Further activities will follow different directions. On one hand, the other flights described in Table 1
will be processed with attention to oblique blocks in order to investigate their influence on final accuracy. On the other, final products, such as dense point clouds, will be assessed to explore the influence of BBA parameters in their generation. Several check points (more than 250) were already measured with a topographic total station on the upper flat area and on the scarp of the sandpit. An accurate comparison between the achieved point clouds and these points will be performed; an evaluation of point density will also be realized, comparing the clouds obtained in flat or scarp areas. LOO cross-validation analysis will be also extended, taking into consideration other information such as tie-points.
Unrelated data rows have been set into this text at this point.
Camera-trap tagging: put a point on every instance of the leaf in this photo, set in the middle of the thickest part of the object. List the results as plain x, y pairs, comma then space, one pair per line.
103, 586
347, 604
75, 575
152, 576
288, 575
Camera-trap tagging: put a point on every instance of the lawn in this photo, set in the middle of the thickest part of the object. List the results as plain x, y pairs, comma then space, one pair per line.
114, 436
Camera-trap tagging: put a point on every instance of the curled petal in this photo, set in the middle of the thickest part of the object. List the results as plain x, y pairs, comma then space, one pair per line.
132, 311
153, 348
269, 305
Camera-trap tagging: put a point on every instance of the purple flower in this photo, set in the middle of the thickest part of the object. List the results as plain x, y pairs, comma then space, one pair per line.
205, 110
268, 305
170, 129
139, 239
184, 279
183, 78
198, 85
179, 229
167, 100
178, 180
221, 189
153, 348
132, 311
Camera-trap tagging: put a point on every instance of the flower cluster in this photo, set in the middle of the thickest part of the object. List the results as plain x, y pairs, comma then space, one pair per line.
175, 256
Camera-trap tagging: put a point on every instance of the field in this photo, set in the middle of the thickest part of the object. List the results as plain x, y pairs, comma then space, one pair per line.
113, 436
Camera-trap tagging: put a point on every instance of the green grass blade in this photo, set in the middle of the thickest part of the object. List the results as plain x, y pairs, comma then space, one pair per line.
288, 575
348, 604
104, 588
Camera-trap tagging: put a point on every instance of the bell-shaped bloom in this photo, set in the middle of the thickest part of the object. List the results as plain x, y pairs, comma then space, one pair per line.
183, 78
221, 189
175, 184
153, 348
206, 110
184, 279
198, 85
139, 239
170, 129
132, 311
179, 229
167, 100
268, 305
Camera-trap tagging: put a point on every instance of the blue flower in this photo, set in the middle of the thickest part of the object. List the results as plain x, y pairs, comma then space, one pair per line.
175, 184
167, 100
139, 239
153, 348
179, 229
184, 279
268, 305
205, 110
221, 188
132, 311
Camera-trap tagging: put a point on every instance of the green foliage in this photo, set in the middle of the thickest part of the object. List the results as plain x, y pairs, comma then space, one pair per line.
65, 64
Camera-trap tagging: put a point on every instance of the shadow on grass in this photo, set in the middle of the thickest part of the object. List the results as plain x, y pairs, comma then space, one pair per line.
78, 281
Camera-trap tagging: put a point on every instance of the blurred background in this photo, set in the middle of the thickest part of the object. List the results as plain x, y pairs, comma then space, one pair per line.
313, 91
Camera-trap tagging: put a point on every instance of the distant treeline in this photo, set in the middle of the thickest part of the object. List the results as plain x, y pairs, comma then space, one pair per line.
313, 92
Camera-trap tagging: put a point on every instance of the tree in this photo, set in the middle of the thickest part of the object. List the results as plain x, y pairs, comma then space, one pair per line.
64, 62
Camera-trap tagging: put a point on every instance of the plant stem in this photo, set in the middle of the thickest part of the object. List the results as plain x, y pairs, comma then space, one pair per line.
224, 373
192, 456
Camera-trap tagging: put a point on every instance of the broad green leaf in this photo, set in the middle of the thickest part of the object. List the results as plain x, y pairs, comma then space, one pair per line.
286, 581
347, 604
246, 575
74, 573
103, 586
A significant part of a sandpit was surveyed by a UAV equipped with a Sony A6000 camera. A set of ground points were measured and used either for block orientation or quality assessment. Five software packages were compared: PhotoScan, UAS Master, Pix4D, ContextCapture and MicMac.
Residuals between the photogrammetrically obtained object coordinates of markers and those determined by surveying were formed and analyzed. Results for PhotoScan, Pix4D, UAS Master and MicMac were always good and comparable, less than 1 GSD for the horizontal components and less than 1.5 GSD, at worst, for the vertical one. The only exception was ContextCapture which presented some outliers in vertical component; excluding these anomalous residuals, values obtained by the five programs were fully comparable. Besides, the decreasing number of GCPs influenced results but less than expected. This outcome can be attributed to the BBA strategies, optimized for the tested block, and to the high quality of the ground truth. Finally, an innovative use of the leave-one-out cross-validation was proposed to assess how each single GCP influenced the results; no anomalies were found meaning that results depends only on programs instead of on ground truth quality.